Yes, you can buy or develop commercial real estate without debt. But you’ll quickly realize that leverage is how most developers expand from one deal to a real platform.

This course wouldn’t just skim the surface of “here’s what a mortgage is.” It would dive into:

  • DSCR, Debt Yield, and Leverage Ratios – Not just what they are, but why lenders care.

  • Prepayment Structures – Yield maintenance vs. defeasance vs. stepdowns: which one makes sense in which situation?

  • How Banks Price Debt – Understanding spreads, SOFR, credit committees, and what you can negotiate.

  • Guarantees & Non-Recourse Carve-Outs – How much risk are you really taking on when you sign that dotted line?

  • Rate Locks & Hedging – Because watching interest rates run away from you is a fast way to blow up your deal.

Leverage can turn a $10M development platform into $50M+ in assets under management — but only if you understand how to use it responsibly.


Don’t Panic: The Psychology of Development

Murphy’s Law was written for real estate developers.

Contractors miss deadlines. Cities sit on permits for months. Capital partners get cold feet. Storms hit. Tenants leave.

This course would teach you how to not lose your mind when something inevitably goes wrong. Because the truth is, the second you start panicking, you waste valuable time that could be used to solve the problem.

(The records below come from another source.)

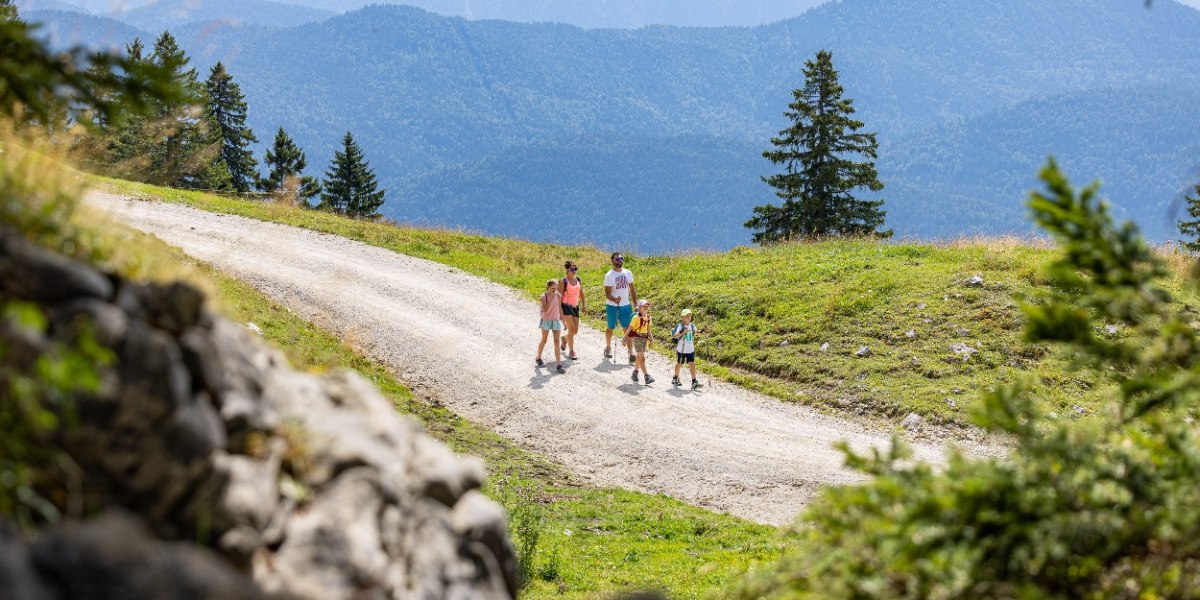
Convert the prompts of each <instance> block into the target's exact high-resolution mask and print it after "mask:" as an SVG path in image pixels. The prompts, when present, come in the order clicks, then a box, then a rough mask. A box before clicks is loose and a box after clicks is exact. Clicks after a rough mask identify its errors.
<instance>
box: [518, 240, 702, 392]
mask: <svg viewBox="0 0 1200 600" xmlns="http://www.w3.org/2000/svg"><path fill="white" fill-rule="evenodd" d="M611 259H612V269H611V270H610V271H608V272H607V274H606V275H605V276H604V294H605V314H606V317H607V320H608V323H607V325H608V328H607V329H606V330H605V348H604V358H606V359H612V332H613V330H616V329H617V326H618V325H620V328H622V330H623V335H622V343H623V344H624V346H625V349H626V350H628V352H629V364H630V365H632V366H634V376H632V379H634V383H638V379H637V372H638V371H641V372H642V376H643V380H644V382H646V384H647V385H649V384H652V383H654V378H653V377H650V372H649V371H648V370H647V368H646V348H647V346H650V344H653V343H654V336H653V334H652V330H650V323H652V320H653V319H652V318H650V302H649V301H647V300H644V299H642V300H638V299H637V288H635V287H634V272H632V271H630V270H629V269H625V258H624V257H622V256H620V252H613V253H612V257H611ZM563 266H564V268H565V269H566V275H565V276H564V277H563V278H562V280H557V281H556V280H547V281H546V293H544V294H542V295H541V306H540V307H541V323H540V324H539V329H540V330H541V342H540V343H538V356H536V364H538V367H544V366H546V362H545V361H542V360H541V353H542V350H544V349H545V348H546V340H547V338H548V337H550V335H551V334H553V336H554V341H553V348H554V362H556V366H554V371H556V372H558V373H565V372H566V370H565V368H563V353H564V352H565V353H568V354H566V358H568V359H569V360H572V361H574V360H578V356H577V355H576V354H575V336H576V335H577V334H578V331H580V314H582V313H583V312H584V311H587V300H586V299H584V295H583V282H582V281H580V277H578V275H577V272H578V266H576V265H575V263H572V262H571V260H568V262H566V264H564V265H563ZM634 306H636V307H637V311H636V313H635V311H634ZM698 332H703V331H698ZM696 334H697V330H696V325H695V324H694V323H692V322H691V310H690V308H685V310H684V311H683V312H680V313H679V323H678V324H676V326H674V328H673V329H672V331H671V341H672V343H673V344H674V353H676V366H674V377H672V379H671V383H672V384H673V385H683V384H682V383H680V382H679V372H680V370H682V368H683V366H684V365H688V368H689V371H690V372H691V389H694V390H695V389H698V388H700V386H701V385H700V380H698V379H696Z"/></svg>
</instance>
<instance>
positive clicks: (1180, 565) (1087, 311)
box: [733, 161, 1200, 599]
mask: <svg viewBox="0 0 1200 600" xmlns="http://www.w3.org/2000/svg"><path fill="white" fill-rule="evenodd" d="M1042 180H1043V181H1044V182H1045V186H1046V191H1045V192H1037V193H1033V194H1032V196H1031V199H1030V208H1031V210H1032V214H1033V217H1034V218H1036V221H1037V222H1038V224H1039V226H1042V227H1043V228H1044V229H1046V230H1048V232H1049V233H1050V234H1051V235H1054V238H1055V239H1056V240H1057V241H1058V244H1060V246H1061V250H1060V258H1058V259H1057V260H1056V262H1055V263H1054V264H1051V265H1050V268H1049V275H1048V276H1049V278H1050V280H1051V283H1052V286H1051V292H1048V293H1046V294H1045V295H1044V296H1043V298H1040V299H1039V300H1038V301H1036V302H1033V304H1031V305H1030V306H1027V307H1026V308H1025V311H1026V316H1027V324H1026V337H1027V338H1028V340H1030V341H1031V342H1036V343H1055V344H1061V346H1066V347H1068V348H1070V349H1073V350H1074V352H1075V353H1076V355H1078V356H1079V362H1078V367H1079V368H1086V370H1092V371H1094V373H1097V376H1098V377H1108V378H1111V379H1114V380H1115V382H1116V383H1117V384H1118V390H1120V391H1118V392H1116V395H1115V397H1114V398H1112V400H1111V406H1110V407H1109V408H1110V409H1109V410H1108V412H1105V413H1104V414H1100V415H1096V416H1094V418H1086V419H1074V418H1072V416H1055V415H1052V414H1051V413H1049V412H1046V410H1045V409H1043V404H1042V403H1040V402H1038V400H1037V398H1032V397H1031V395H1030V394H1028V392H1027V388H1026V386H1025V385H1014V386H1009V388H1006V389H1001V390H997V391H996V392H994V394H990V395H988V396H986V397H985V404H984V408H983V409H982V410H980V412H979V414H978V415H977V416H976V419H977V422H978V424H979V425H982V426H984V427H986V428H989V430H991V431H996V432H1001V433H1004V434H1008V436H1010V437H1012V438H1013V440H1014V444H1013V449H1012V452H1010V454H1009V455H1008V456H1006V457H1002V458H973V457H967V456H964V455H962V454H961V452H958V451H950V452H949V456H948V461H947V464H946V466H944V468H940V469H938V468H934V467H930V466H928V464H908V463H906V462H904V458H906V457H908V454H907V451H906V450H905V449H904V446H902V445H901V444H899V443H894V444H893V446H892V449H890V451H887V452H882V451H876V452H875V454H874V455H872V456H862V455H856V454H853V452H851V451H850V450H848V449H844V450H845V451H846V455H847V462H848V464H851V466H852V467H856V468H858V469H859V470H862V472H864V473H868V474H871V475H875V478H874V480H872V481H871V482H869V484H866V485H862V486H853V487H842V488H833V490H829V491H827V492H824V493H823V494H822V496H821V497H820V499H818V500H817V502H815V503H814V504H812V505H811V506H810V509H809V510H808V511H806V516H805V517H804V518H805V521H802V523H803V524H802V526H800V529H799V532H798V535H799V536H800V539H802V540H800V542H799V550H798V551H797V552H794V553H793V554H791V556H790V557H788V558H786V559H785V560H784V562H782V563H781V564H780V565H778V568H776V569H774V571H773V572H772V574H770V575H763V576H757V577H754V578H749V580H746V582H745V583H744V586H742V587H740V588H739V589H737V590H734V592H733V595H734V596H742V598H758V596H772V598H781V596H809V598H912V599H918V598H920V599H924V598H943V599H948V598H1038V599H1042V598H1063V599H1066V598H1130V599H1133V598H1139V599H1140V598H1198V596H1200V505H1198V504H1196V503H1195V497H1196V491H1198V490H1200V445H1198V438H1196V431H1195V427H1194V425H1193V424H1190V422H1188V421H1189V420H1184V419H1181V418H1180V415H1178V412H1181V410H1184V409H1188V408H1190V407H1194V406H1195V401H1196V398H1198V396H1200V346H1198V340H1196V329H1195V324H1194V323H1193V322H1192V320H1190V319H1189V317H1188V314H1187V312H1186V310H1184V308H1183V307H1180V306H1177V305H1175V304H1172V302H1171V299H1170V296H1169V295H1168V294H1166V293H1165V292H1164V290H1163V289H1162V288H1160V287H1158V286H1157V284H1156V280H1158V278H1159V277H1162V276H1164V275H1165V270H1164V269H1163V266H1162V264H1160V263H1159V262H1158V259H1157V258H1156V257H1154V256H1153V253H1152V252H1151V248H1150V247H1148V246H1147V245H1146V244H1145V241H1144V240H1142V239H1141V236H1140V234H1139V233H1138V230H1136V228H1135V227H1134V226H1133V224H1124V226H1122V227H1117V226H1115V224H1114V222H1112V220H1111V217H1110V216H1109V214H1108V209H1106V206H1105V204H1103V203H1102V202H1099V200H1098V198H1097V186H1096V185H1092V186H1090V187H1087V188H1085V190H1082V191H1081V192H1076V191H1075V190H1073V188H1072V186H1070V185H1069V184H1068V181H1067V179H1066V178H1064V176H1063V175H1062V173H1061V172H1060V170H1058V168H1057V166H1056V164H1055V163H1054V162H1052V161H1051V162H1050V163H1049V164H1048V166H1046V167H1045V169H1043V172H1042Z"/></svg>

Think of it as emotional risk management:

  • Recognizing when you’re spiraling

  • Slowing your decision-making

  • Focusing on actionable next steps

  • Keeping your team calm and motivated when things get messy

In CRE, staying calm under pressure is as valuable a skill as underwriting or project management.

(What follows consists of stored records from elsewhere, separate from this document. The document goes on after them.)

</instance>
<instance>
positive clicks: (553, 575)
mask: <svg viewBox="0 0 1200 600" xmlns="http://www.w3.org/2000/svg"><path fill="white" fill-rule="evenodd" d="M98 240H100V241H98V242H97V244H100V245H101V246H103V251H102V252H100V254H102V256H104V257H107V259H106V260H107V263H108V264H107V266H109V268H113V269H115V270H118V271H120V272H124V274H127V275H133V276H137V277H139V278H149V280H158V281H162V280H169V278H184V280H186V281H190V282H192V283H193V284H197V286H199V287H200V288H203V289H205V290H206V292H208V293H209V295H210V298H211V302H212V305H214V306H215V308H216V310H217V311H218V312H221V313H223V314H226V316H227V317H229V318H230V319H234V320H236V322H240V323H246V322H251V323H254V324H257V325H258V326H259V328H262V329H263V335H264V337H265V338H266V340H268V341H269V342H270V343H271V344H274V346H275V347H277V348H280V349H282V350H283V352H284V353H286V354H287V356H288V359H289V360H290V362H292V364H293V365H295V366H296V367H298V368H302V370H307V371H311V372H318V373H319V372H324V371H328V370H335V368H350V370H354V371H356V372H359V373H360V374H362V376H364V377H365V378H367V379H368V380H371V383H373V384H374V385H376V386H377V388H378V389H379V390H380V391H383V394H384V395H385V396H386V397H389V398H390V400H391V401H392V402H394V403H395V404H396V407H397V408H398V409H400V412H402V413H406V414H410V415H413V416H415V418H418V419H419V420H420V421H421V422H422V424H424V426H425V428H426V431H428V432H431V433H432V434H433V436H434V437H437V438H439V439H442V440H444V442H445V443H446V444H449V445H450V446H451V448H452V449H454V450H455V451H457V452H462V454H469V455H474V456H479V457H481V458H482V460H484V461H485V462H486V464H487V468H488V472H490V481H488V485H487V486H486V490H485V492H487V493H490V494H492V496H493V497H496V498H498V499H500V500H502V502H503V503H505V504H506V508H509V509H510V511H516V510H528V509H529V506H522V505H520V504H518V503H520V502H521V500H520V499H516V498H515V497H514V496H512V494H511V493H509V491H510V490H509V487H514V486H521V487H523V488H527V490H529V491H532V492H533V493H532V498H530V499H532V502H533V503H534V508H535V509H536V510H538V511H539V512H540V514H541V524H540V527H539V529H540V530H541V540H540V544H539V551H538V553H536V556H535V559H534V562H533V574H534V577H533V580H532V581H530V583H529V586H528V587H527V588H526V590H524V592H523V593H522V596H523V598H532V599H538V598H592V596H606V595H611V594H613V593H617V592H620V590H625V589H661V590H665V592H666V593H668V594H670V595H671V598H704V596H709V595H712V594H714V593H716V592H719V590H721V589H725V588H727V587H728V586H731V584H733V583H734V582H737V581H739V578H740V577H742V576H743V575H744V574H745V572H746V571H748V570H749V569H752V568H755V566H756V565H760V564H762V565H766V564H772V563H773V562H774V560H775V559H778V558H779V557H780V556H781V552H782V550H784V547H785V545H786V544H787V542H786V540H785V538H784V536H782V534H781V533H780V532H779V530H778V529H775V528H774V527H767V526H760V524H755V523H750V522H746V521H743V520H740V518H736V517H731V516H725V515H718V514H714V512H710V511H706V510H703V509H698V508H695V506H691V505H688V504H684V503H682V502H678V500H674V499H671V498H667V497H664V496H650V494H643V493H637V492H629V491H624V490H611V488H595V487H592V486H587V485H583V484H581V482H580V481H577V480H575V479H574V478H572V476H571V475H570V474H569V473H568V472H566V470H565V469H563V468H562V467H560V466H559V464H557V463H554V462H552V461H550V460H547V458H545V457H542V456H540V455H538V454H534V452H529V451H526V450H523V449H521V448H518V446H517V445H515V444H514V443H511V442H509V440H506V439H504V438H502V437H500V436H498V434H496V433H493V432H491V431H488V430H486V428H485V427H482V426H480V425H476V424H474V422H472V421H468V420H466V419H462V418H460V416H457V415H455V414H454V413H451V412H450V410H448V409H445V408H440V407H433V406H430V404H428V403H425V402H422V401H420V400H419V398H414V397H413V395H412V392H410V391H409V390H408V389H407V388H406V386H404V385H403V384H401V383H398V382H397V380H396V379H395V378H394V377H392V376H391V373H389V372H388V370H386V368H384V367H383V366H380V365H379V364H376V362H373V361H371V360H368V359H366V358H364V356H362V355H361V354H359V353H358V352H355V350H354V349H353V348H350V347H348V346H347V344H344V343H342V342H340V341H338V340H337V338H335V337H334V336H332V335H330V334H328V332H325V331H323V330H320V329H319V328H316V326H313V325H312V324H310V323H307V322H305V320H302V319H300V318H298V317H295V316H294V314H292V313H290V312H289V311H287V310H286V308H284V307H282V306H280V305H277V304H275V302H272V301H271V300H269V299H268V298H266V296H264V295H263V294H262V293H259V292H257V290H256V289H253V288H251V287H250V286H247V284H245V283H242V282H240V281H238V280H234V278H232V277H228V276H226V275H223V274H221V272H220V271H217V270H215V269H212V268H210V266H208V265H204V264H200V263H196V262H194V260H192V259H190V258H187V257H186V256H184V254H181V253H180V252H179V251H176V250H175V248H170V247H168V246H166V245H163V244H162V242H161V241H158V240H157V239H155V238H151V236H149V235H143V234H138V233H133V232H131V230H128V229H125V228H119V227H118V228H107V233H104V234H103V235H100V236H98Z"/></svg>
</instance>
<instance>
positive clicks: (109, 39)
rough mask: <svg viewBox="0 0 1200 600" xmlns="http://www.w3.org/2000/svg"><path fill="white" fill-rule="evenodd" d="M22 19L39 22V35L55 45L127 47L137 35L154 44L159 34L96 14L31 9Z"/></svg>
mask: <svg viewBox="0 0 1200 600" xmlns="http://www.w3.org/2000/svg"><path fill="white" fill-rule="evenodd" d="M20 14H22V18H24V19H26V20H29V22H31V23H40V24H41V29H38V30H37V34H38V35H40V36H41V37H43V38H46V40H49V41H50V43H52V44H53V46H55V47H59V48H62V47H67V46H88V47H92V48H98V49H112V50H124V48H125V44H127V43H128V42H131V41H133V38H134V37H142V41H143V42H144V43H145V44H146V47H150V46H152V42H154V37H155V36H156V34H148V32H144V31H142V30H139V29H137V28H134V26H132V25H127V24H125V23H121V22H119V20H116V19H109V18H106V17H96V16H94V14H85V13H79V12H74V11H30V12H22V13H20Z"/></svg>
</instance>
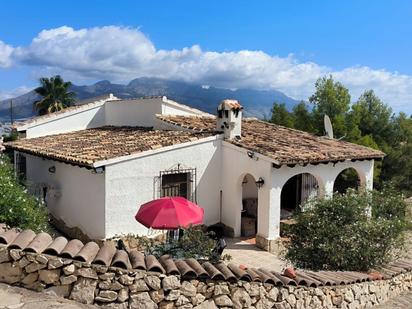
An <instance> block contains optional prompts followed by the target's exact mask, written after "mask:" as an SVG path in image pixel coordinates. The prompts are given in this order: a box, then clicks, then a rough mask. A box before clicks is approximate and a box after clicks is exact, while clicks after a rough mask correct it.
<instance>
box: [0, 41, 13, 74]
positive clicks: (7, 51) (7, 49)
mask: <svg viewBox="0 0 412 309" xmlns="http://www.w3.org/2000/svg"><path fill="white" fill-rule="evenodd" d="M12 53H13V47H11V46H10V45H7V44H6V43H4V42H3V41H1V40H0V68H7V67H9V66H11V64H12V59H11V54H12Z"/></svg>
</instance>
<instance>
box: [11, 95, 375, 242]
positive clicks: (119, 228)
mask: <svg viewBox="0 0 412 309" xmlns="http://www.w3.org/2000/svg"><path fill="white" fill-rule="evenodd" d="M242 111H243V108H242V107H241V105H240V104H239V103H238V102H237V101H233V100H225V101H223V102H222V103H221V104H220V105H219V106H218V109H217V114H216V115H210V114H207V113H204V112H202V111H199V110H196V109H193V108H190V107H188V106H185V105H182V104H179V103H177V102H174V101H171V100H169V99H167V98H166V97H156V98H142V99H136V100H119V99H117V98H115V97H113V96H107V97H106V98H103V99H101V100H97V101H95V102H90V103H88V104H84V105H81V106H76V107H71V108H69V109H67V110H64V111H62V112H59V113H56V114H51V115H48V116H41V117H37V118H34V119H33V120H31V121H29V122H26V123H22V124H20V125H17V127H16V129H17V130H18V132H19V135H20V136H21V138H20V139H19V140H18V141H16V142H13V143H8V144H7V145H6V146H7V147H10V148H12V149H14V150H15V163H16V170H17V171H18V172H19V173H20V174H22V175H24V177H25V178H26V180H27V183H28V186H29V188H31V191H33V192H35V193H36V194H37V195H39V196H40V197H41V198H44V199H45V201H46V202H47V206H48V208H49V209H50V213H51V215H52V216H53V217H54V218H55V219H56V221H57V222H58V223H59V226H65V227H66V231H70V232H73V233H82V234H84V235H85V236H87V237H88V238H93V239H104V238H110V237H113V236H116V235H120V234H128V233H133V234H140V235H148V234H150V233H151V231H149V230H148V229H146V228H145V227H144V226H142V225H140V224H139V223H138V222H136V221H135V219H134V215H135V214H136V212H137V210H138V208H139V206H140V205H141V204H143V203H145V202H147V201H150V200H152V199H155V198H159V197H162V196H177V195H179V196H185V197H186V198H188V199H191V200H193V201H194V202H196V203H197V204H199V205H200V206H201V207H203V208H204V210H205V220H204V223H205V224H206V225H212V224H215V223H223V224H224V225H225V226H226V227H227V231H228V232H229V233H230V234H231V235H233V236H240V235H245V236H251V235H256V241H257V244H258V245H259V246H260V247H263V248H265V249H266V250H272V248H273V246H274V243H275V240H276V239H277V238H278V237H279V235H280V222H281V220H282V219H283V218H287V217H288V215H289V214H290V213H291V212H293V210H294V209H296V208H298V207H299V205H300V204H301V203H303V202H304V201H305V200H306V199H308V198H311V197H321V196H332V194H333V191H334V183H335V180H336V178H337V177H338V175H339V174H340V173H341V172H342V171H344V170H346V169H349V168H351V169H353V170H354V171H356V174H357V175H358V178H359V184H360V185H361V186H363V187H365V188H367V189H371V188H372V185H373V166H374V160H375V159H380V158H381V157H382V156H383V154H382V153H381V152H379V151H376V150H372V149H369V148H366V147H362V146H359V145H354V144H350V143H347V142H343V141H338V140H333V139H329V138H326V137H318V136H313V135H311V134H308V133H305V132H301V131H297V130H292V129H288V128H284V127H280V126H275V125H272V124H268V123H265V122H263V121H260V120H257V119H252V118H244V117H242ZM76 236H78V234H76Z"/></svg>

Experience: The One Class You Can’t Take in a Classroom

You can read all the books and attend all the lectures in the world — but you won’t really understand development until you’ve lived through a few projects.

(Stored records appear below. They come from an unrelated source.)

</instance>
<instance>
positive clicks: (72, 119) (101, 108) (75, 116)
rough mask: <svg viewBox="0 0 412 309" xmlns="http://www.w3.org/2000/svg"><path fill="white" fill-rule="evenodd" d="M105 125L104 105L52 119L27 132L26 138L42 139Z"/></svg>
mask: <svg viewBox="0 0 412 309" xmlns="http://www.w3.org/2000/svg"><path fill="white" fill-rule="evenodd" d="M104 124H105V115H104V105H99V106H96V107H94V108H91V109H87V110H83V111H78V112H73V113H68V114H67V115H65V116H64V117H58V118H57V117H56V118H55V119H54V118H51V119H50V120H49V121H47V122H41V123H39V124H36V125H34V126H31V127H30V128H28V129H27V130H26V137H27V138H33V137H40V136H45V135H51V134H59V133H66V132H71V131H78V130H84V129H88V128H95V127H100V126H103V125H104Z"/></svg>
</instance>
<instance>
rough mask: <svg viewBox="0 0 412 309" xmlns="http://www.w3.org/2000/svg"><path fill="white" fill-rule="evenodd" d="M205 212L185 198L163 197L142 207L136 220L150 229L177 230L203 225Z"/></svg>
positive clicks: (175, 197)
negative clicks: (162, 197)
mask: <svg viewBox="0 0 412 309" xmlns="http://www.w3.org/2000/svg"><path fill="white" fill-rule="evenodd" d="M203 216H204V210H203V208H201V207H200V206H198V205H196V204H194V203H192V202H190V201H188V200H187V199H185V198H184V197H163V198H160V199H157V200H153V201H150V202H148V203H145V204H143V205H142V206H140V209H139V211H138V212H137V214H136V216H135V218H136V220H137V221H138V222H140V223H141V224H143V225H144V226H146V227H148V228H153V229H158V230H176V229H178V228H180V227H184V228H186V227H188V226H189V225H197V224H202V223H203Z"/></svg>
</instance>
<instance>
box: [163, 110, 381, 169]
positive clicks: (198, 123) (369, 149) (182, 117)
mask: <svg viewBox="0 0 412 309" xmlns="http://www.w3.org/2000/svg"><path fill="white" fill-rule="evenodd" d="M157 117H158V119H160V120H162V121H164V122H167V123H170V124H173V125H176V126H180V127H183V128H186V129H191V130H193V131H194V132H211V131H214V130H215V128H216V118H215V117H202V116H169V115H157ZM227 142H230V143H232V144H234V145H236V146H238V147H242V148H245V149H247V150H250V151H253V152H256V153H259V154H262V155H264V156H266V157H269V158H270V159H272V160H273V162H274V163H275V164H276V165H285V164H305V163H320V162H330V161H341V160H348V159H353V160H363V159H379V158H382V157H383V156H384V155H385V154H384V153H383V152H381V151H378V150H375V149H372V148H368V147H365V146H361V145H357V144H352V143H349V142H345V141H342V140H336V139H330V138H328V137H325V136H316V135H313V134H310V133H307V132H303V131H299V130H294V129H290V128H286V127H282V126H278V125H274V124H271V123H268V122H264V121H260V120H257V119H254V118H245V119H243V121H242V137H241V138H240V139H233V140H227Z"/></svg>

This is the class where the professor would simply say:

“Find a mentor. Work for them. Learn by doing.”

Shadowing a great developer is the fastest way to compress years of trial-and-error into lessons you’ll carry your entire career. If that means working for free early on, do it. You’re not just working a job — you’re buying an education you can’t get in a lecture hall.

And here’s the hard truth: MRED programs should normalize: it takes 10–20 years to gain enough pattern recognition to make great strategic calls on deals. Real estate rewards patience, not just ambition.


Site Selection: Location Isn’t Everything — It’s the Only Thing

This might be the single most important course in the entire curriculum.

A great project on a bad site is still a bad project. A good site makes everything easier — entitlements, financing, leasing, eventual sale.

The lesson here is simple:

  • Don’t waste energy convincing the market that your site is good.

  • Spend that energy making a good site great.

Your first few deals are where you build your track record. Choosing A+ real estate up front isn’t optional — it’s survival.


Working Capital: The Real Cost of Staying in Business

Ask a room of new developers how much money they think they need to “get started,” and then tell them to multiply that number by 20–40x. Why? Because in development, cash isn’t just for buying sites — it’s for keeping your entire operation alive.

This class would hammer home the reality that working capital covers:

  • Payroll and overhead

  • Predevelopment costs

  • Dead deal costs (yes, you will have plenty)

  • Earnest money deposits

  • Marketing, legal, and everything in between

And here’s the kicker: you can never really “touch” this money. If you drain your working capital to pay yourself, your pipeline dies.


Final Thoughts

MRED programs are valuable, but the real world of development is a mix of finance, psychology, risk-taking, and resilience that’s hard to capture in a textbook.

If schools truly want to prepare future developers, they should teach:

  • How to responsibly use leverage

  • How to stay calm when things fall apart

  • That mentorship and time are irreplaceable teachers

  • That site selection is the first (and most important) decision you make

  • That running a development business requires way more capital than you think


Real estate development isn’t just about building projects — it’s about building staying power. And that’s a class worth teaching.